Lars Olof Jonathan Söderblom was born on this date in 1866. He was a Swedish clergyman, Archbishop of Uppsala in the Church of Sweden, and recipient of the 1930 Nobel Peace Prize. He is commemorated in the Calendar of Saints of the Lutheran Church and in the liturgical calendar of the Episcopal Church (USA) on July 12. Söderblom was born in a village called Trönö, today Söderhamn Municipality, Gävleborg County. His father was a priest and a devoted Christian with a strong personal faith. He enrolled at Uppsala University in 1883. Although not initially convinced what he wanted to study, he eventually decided to follow in his father’s footsteps. On returning from a journey to the U.S., he was ordained priest in 1893. During the years 1892 and 1893, Söderblom was first vice president and the president of the Uppsala Student Union. In 1912, he became a professor of Religious studies at Leipzig University. But already in 1914, he was elected as Archbishop of Uppsala, the head of the Lutheran church in Sweden. During the First World War, he called on all Christian leaders to work for peace and justice. He believed that church unity had the specific purpose of presenting the gospel to the world and that the messages of Jesus were relevant to social life. His leadership of the Christian “Life and Work” movement in the 1920s has led him to be recognised as one of the principal founders of the ecumenical movement. His was instrumental in chairing the Life and Work Conference in Stockholm, in 1925. He was a close friend of the English ecumenist George Bell. He was the pastor at the church that Alfred Nobel went to and in 1930 was one of the recipients of the Nobel Prize. After his death in Uppsala, Sweden, in 1931 his body was interred in Uppsala Cathedral.

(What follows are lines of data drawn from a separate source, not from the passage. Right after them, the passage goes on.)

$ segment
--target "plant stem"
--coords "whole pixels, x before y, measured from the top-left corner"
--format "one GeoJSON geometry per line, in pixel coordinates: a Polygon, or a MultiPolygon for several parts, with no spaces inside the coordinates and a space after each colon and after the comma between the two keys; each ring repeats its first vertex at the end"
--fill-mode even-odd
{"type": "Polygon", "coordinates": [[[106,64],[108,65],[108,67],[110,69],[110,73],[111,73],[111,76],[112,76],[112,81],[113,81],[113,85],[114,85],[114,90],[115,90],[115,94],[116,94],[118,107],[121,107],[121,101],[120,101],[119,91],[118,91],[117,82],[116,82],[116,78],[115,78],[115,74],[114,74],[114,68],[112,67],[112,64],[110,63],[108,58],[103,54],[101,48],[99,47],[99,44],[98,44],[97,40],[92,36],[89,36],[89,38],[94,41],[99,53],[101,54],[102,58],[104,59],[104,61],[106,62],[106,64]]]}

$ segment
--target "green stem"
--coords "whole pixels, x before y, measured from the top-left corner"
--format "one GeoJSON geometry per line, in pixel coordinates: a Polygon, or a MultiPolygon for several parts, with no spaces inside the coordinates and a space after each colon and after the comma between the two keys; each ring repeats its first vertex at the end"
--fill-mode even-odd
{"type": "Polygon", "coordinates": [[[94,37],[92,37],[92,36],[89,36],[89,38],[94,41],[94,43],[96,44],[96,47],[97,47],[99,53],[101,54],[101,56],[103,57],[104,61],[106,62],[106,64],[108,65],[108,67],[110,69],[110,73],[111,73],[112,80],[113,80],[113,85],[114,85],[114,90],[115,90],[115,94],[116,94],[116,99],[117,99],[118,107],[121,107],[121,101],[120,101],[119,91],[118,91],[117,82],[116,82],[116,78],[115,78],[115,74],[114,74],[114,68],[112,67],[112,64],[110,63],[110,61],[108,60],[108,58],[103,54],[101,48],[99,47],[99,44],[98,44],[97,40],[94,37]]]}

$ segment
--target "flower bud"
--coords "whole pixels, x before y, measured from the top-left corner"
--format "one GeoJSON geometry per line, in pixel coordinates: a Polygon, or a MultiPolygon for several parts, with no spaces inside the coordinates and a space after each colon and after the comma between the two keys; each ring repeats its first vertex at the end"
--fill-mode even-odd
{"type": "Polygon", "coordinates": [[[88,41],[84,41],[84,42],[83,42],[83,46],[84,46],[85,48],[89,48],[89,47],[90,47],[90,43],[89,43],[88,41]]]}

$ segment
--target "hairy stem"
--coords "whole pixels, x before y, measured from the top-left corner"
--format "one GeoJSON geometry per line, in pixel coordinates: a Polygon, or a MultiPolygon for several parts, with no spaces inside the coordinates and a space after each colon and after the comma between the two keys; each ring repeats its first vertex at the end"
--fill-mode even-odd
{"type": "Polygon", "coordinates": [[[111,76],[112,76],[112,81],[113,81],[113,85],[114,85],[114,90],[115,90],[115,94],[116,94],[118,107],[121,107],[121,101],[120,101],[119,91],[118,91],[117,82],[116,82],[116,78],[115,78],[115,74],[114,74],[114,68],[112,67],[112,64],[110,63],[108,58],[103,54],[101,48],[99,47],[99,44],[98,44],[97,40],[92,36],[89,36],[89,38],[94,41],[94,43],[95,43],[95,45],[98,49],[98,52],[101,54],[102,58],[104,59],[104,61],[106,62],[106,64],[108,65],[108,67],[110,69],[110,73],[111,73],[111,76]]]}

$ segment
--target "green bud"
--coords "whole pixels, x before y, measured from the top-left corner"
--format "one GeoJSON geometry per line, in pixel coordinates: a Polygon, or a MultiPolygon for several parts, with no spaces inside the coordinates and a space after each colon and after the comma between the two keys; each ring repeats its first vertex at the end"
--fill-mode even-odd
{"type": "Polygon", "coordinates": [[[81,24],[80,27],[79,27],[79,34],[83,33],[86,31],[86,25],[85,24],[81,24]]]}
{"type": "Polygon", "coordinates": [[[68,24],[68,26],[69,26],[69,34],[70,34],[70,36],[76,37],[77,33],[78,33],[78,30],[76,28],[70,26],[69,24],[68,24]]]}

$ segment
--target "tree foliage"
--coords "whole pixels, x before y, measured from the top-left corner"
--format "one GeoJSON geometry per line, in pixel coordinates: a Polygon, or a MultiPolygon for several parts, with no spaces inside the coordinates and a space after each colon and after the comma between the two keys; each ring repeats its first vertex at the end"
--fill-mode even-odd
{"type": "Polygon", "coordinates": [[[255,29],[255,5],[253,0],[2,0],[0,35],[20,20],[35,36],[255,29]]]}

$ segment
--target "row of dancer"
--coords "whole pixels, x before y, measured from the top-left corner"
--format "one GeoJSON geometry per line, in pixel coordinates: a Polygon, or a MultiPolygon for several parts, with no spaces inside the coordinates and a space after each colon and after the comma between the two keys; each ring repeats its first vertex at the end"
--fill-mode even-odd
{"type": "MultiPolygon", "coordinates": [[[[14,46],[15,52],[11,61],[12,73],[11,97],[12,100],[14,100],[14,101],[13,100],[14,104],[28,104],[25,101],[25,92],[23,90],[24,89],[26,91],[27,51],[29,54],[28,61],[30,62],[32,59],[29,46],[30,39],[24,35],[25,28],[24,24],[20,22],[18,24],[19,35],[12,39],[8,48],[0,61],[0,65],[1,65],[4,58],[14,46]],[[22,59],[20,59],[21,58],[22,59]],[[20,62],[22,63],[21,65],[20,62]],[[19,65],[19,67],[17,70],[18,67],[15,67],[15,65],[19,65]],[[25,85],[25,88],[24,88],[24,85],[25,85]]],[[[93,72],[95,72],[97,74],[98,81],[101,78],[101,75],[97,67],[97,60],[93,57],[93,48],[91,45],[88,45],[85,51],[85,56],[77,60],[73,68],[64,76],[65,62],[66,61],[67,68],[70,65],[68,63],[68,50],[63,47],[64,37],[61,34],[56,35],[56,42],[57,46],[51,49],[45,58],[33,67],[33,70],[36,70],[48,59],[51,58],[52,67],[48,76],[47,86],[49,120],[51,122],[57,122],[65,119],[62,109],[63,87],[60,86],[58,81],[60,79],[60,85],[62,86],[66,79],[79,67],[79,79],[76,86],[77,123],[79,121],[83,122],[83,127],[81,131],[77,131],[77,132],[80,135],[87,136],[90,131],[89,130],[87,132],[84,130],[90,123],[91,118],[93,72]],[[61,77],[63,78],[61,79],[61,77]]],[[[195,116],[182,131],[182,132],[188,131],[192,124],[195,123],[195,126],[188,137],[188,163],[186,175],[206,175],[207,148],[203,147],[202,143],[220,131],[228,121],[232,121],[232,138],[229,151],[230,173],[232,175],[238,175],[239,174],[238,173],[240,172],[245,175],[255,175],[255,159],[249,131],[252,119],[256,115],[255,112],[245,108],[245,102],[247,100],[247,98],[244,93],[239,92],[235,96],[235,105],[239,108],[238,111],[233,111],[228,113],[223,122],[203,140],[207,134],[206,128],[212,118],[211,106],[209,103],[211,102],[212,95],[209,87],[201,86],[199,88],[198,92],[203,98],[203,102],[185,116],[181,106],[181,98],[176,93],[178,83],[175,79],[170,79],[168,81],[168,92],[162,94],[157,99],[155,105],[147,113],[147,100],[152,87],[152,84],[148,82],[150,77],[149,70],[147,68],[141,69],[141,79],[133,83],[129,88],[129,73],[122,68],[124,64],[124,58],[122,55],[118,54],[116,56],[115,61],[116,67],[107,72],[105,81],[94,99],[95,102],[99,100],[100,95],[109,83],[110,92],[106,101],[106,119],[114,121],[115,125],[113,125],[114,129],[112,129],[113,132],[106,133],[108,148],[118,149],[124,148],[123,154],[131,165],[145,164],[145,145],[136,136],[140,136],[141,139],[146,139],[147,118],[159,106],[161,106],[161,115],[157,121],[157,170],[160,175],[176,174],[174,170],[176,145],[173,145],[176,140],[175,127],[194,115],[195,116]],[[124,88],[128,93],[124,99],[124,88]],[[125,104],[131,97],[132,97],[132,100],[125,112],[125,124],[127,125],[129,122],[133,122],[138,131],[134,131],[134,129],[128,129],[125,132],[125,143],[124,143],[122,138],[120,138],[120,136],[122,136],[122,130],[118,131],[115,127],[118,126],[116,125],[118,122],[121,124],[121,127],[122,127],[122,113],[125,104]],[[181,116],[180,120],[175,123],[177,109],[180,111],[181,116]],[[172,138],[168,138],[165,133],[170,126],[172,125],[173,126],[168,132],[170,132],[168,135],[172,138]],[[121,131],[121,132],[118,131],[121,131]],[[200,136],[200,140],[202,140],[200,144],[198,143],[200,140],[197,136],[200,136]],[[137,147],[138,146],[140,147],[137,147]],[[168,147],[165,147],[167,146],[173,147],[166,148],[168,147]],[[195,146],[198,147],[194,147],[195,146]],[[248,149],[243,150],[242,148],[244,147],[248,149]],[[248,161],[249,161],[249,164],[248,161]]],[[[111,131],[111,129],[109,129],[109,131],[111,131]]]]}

Artturi Ilmari Virtanen was born on this date in 1895. He was a Finnish chemist and recipient of the 1945 Nobel Prize in Chemistry.
Michael Martin Luther King Jr. was born on this date in 1929. He was an American Baptist minister and activist who was a leader in the African-American Civil Rights Movement. He is best known for his role in the advancement of civil rights using nonviolent civil disobedience based on his Christian beliefs. King became a civil rights activist early in his career. He led the 1955 Montgomery bus boycott and helped found the Southern Christian Leadership Conference (SCLC) in 1957, serving as its first president. With the SCLC, King led an unsuccessful 1962 struggle against segregation in Albany, Georgia (the Albany Movement), and helped organise the 1963 nonviolent protests in Birmingham, Alabama. King also helped to organise the 1963 March on Washington, where he delivered his famous “I Have a Dream” speech. There, he established his reputation as one of the greatest orators in American history. On October 14, 1964, King received the Nobel Peace Prize for combating racial inequality through nonviolent resistance. In 1965, he helped to organise the Selma to Montgomery marches, and the following year he and SCLC took the movement north to Chicago to work on segregated housing. In the final years of his life, King expanded his focus to include opposition towards poverty and the Vietnam War, alienating many of his liberal allies with a 1967 speech titled “Beyond Vietnam”. In 1968, King was planning a national occupation of Washington, D.C., to be called the Poor People’s Campaign, when he was assassinated on April 4 in Memphis, Tennessee. His death was followed by riots in many U.S. cities. King was posthumously awarded the Presidential Medal of Freedom and the Congressional Gold Medal. Martin Luther King Jr. Day was established as a holiday in numerous cities and states beginning in 1971, and as a U.S. federal holiday in 1986. Hundreds of streets in the U.S. have been renamed in his honour, and a county in Washington State was also renamed for him. The Martin Luther King Jr. Memorial on the National Mall in Washington, D.C., was dedicated in 2011.